Because of a recent combined $1 million donation from Dr. Anthony Marlon and UnitedHealthcare, the UMC cath lab expanded and moved firmly into the digital age, where test results are not clearer but are produced more quickly. On Wednesday, UMC's Marlon Cardiac Catheterization Laboratory will have its grand opening.

"Thanks to Dr. Marlon and United we can accommodate many more patients now," said Dr. Chowdhury Ahsan, UMC's chief of cardiology.

Marlon, 68, held Ahsan's job for 12 years before founding Sierra Health Services, Inc. in 1984. Sierra would go on to become a diversified managed health care company and was composed of a family of health-related subsidiaries including Health Plan of Nevada, the state's largest health maintenance organization.

In February 2008, Sierra and its subsidiaries became part of UnitedHealthcare. Marlon, who got United to match his $500,000 donation to UMC, was a consultant to the health care company until last year.
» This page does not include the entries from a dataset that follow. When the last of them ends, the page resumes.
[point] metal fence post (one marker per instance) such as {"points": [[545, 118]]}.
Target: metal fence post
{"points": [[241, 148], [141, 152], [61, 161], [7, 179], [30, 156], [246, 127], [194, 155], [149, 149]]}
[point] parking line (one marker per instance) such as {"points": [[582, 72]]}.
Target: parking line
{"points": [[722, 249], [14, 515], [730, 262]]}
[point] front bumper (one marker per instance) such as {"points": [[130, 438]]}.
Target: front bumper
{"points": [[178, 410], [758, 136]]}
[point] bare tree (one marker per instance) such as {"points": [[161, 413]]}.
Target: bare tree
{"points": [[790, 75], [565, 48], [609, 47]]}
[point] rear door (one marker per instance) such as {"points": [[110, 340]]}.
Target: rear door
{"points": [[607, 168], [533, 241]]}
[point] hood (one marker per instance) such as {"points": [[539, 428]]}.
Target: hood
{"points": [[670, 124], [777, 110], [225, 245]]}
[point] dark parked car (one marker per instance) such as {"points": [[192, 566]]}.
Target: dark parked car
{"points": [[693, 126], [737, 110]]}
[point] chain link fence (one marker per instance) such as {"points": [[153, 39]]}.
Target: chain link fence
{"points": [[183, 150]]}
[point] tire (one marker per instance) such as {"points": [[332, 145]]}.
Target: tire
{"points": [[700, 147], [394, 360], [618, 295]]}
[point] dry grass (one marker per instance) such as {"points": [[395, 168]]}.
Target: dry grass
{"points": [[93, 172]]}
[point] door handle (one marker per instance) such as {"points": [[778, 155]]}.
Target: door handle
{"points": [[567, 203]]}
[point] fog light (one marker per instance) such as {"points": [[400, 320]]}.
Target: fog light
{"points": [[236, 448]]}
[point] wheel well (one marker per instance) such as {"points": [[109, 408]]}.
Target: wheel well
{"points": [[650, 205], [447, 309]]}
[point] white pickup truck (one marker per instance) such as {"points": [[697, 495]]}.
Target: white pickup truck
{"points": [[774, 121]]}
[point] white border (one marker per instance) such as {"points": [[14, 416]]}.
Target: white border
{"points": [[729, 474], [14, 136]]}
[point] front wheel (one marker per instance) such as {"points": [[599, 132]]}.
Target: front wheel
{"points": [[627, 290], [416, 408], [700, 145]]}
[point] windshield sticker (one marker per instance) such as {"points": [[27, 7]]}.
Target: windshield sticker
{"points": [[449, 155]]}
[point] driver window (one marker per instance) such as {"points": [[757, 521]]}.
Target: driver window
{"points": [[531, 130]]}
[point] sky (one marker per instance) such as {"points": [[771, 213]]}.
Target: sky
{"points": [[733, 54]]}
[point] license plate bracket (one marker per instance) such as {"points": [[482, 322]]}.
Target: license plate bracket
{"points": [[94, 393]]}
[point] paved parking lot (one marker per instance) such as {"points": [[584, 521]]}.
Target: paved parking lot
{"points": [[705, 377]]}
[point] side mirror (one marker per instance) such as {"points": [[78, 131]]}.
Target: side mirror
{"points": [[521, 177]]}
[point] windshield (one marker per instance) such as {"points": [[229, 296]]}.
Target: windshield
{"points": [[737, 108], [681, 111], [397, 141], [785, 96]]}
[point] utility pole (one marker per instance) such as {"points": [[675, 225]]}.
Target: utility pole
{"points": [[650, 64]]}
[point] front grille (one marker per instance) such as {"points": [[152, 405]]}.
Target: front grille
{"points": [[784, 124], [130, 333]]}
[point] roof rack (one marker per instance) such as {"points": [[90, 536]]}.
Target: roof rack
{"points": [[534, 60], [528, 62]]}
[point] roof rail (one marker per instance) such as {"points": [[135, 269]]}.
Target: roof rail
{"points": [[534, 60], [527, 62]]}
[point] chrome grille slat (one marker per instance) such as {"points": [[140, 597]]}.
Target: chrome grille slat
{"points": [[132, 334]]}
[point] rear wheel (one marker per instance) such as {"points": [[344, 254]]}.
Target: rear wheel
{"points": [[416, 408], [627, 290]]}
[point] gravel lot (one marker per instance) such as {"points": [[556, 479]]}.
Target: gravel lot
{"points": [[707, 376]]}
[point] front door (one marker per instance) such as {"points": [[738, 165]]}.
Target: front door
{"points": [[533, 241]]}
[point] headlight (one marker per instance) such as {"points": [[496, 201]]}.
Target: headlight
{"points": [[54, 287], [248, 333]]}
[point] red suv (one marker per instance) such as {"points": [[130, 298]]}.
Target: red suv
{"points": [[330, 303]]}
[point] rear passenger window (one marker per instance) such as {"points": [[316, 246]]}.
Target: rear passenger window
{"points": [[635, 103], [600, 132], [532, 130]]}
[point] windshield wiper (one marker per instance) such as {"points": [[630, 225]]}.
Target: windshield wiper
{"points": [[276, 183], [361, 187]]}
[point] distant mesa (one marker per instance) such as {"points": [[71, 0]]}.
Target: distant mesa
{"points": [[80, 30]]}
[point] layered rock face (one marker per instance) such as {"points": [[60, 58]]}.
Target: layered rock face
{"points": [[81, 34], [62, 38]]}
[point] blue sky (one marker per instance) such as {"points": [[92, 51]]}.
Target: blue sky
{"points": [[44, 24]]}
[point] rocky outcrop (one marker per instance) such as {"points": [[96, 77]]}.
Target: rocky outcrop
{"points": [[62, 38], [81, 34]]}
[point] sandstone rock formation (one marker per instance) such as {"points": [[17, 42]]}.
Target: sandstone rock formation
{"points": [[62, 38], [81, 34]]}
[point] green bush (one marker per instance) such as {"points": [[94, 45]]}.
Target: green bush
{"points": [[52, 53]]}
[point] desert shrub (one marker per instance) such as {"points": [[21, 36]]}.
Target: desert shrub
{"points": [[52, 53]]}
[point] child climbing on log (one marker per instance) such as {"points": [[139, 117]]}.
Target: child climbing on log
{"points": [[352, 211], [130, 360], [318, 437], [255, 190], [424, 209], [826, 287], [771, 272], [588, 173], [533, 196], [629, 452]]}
"I've done very well in my life and I'll always have a fondness for UMC," said Marlon, a multimillionaire who recently became chairman of the hospital's advisory board. "I started my career at UMC and have always been proud of what the hospital has struggled to do."

Marlon noted that the hospital, which is the only one in Nevada to win the prestigious Double Gold Awards, along with a Gold Plus Award, from the American Heart Association for heart related treatment, often is the subject of what he believes is unfair criticism.

"People always talk about the hospital losing money and yet 50 percent of the people the hospital serves have no means of payment," he said. "That means the hospital basically has no revenue source for 50 percent of its business. It's impossible. It's like trying to make gold out of lead. The hospital should be funded like the police and fire department."

Marlon describes the hospital's care as first rate. "Is there room for improvement?" he said. "Sure, there always is. But I have no problem with me or my family going there. My wife had some major surgery there. I've been hospitalized there."

Kathy Silver, UMC's CEO, said she hopes the $1 million gift will spawn more philanthropy toward the hospital.

"What's great about this gift is that it gives our patients better than or equal to the best treatment in the Valley," she said. "People have to remember we're about quality. If something should ever have happen to the president of the United States when he's here, we are the hospital designated to serve him. We've had the Secret Service detail here many times."

Patient Stone didn't really care whether the president would be treated at UMC or not.

All he cared about was to have the pain in his chest stop. It did after Savran's medical team placed a stent in a coronary artery to open it wider so Stone's blood could flow more easily.

"Thanks," Stone told UMC staffers as he left the hospital Wednesday.